Grazie al capofamiglia che dimostrò di avere mezzi di sostentamento adeguato, i Colonna riuscirono a ritrovarsi tutti insieme, tranne le zie che erano state accomodate in altri campi a Roveredo e Lucerna, in un appartamento preso in affitto a Montagnola. “Fummo accolti bene: vivevamo in un appartamento carino con un giardino dove giocavo e mi divertivo con i bambini della mia età. Anche le mie sorelle e mio fratello fecero molti amici. Tutti frequentavamo la scuola: mio fratello il liceo di Lugano, le mie sorelle una scuola professionale dove la direttrice accoglieva anche i rifugiati, io la seconda elementare”.

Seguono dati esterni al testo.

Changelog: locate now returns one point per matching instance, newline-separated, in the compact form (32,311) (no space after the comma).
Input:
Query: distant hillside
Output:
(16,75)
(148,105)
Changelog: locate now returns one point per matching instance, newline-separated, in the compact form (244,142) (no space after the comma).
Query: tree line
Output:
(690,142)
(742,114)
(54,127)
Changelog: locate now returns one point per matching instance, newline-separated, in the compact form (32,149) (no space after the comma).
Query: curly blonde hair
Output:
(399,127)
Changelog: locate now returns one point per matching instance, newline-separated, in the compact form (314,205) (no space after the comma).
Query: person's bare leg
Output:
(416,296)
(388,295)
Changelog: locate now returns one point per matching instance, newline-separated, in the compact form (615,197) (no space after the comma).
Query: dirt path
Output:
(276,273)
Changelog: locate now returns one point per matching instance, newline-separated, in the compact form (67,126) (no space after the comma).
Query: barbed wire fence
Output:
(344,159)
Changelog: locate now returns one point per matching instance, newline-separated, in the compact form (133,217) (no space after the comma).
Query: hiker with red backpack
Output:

Libretto del Rifugiato di Ugo Colonna jr., fratello maggiore di Elena.
Libretto del Rifugiato di Ugo Colonna jr., fratello maggiore di Elena. tvsvizzera.it

Molti i ricordi di quel periodo che ancora affiorano alla mente di Elena Colonna Secco. Alcuni dei quali raccolti nel libro intitolato Milena e i suoi fratelli da lei scritto e pubblicato nel 2003 dall’editore Rubbettino. “La sera andavamo a Scairolo a prendere il latte col quale facevamo il burro e cenavamo col caffè latte e qualcosa d’altro. Non si moriva di fame perché c’era la tessera con cui ci venivano razionati gli alimenti e la mamma si ingegnava a cucinare pietanze con anche prodotti come l’orzo che per noi erano sconosciuti. Papà non poteva lavorare però andava tutti i giorni dai Riva-Pinchetti, suoi clienti, forse coloro che gli avevano prestato soldi garantendoci di vivere al di fuori del campo”.

Il ritorno in Italia

Nell’estate del 1945, dopo la fine della guerra e la liberazione dal nazifascismo, la famiglia Colonna fece ritorno in Italia. Prima a Caronno Pertusella e poi a Milano nella casa di via de Amicis che era stata danneggiata durante il conflitto. Nessun membro della famiglia rimase in Svizzera per continuare gli studi o a lavorare. “Nessuno di noi si fermò, tornammo tutti a Milano e ci restammo. Mia figlia Alessandra si è trasferita in Svizzera alcuni anni fa, a Zurigo, e, per ironia della sorte, vive non lontano da Bremgarten dove c’era il campo di raccolta dove fummo accolti. Ora è cittadina svizzera così come i miei nipoti che lì hanno fatto tutte le scuole”. 

Elena Colonna Secco.
Elena Colonna Secco. tvsvizzera.it

A Clivio, però, Elena Colonna Secco è tornata varie volte con figli e nipoti e, in compagnia di Alberto Molinari, figlio della signora che li aveva aiutati a fuggire, hanno ripercorso in parte quel sentiero verso la libertà. “Pensavo a come il destino sia curioso. Noi, una famiglia di dieci persone siamo riusciti a passare in Svizzera senza problemi. Altri come Liliana Segre, suo padre e i suoi due cugini, che erano solo in quattro e pur pagando i contrabbandieri, sono stati fermati al confine da un soldato svizzero molto zelante, respinti e consegnati alla polizia italiana. E tutto accadeva negli stessi giorni”.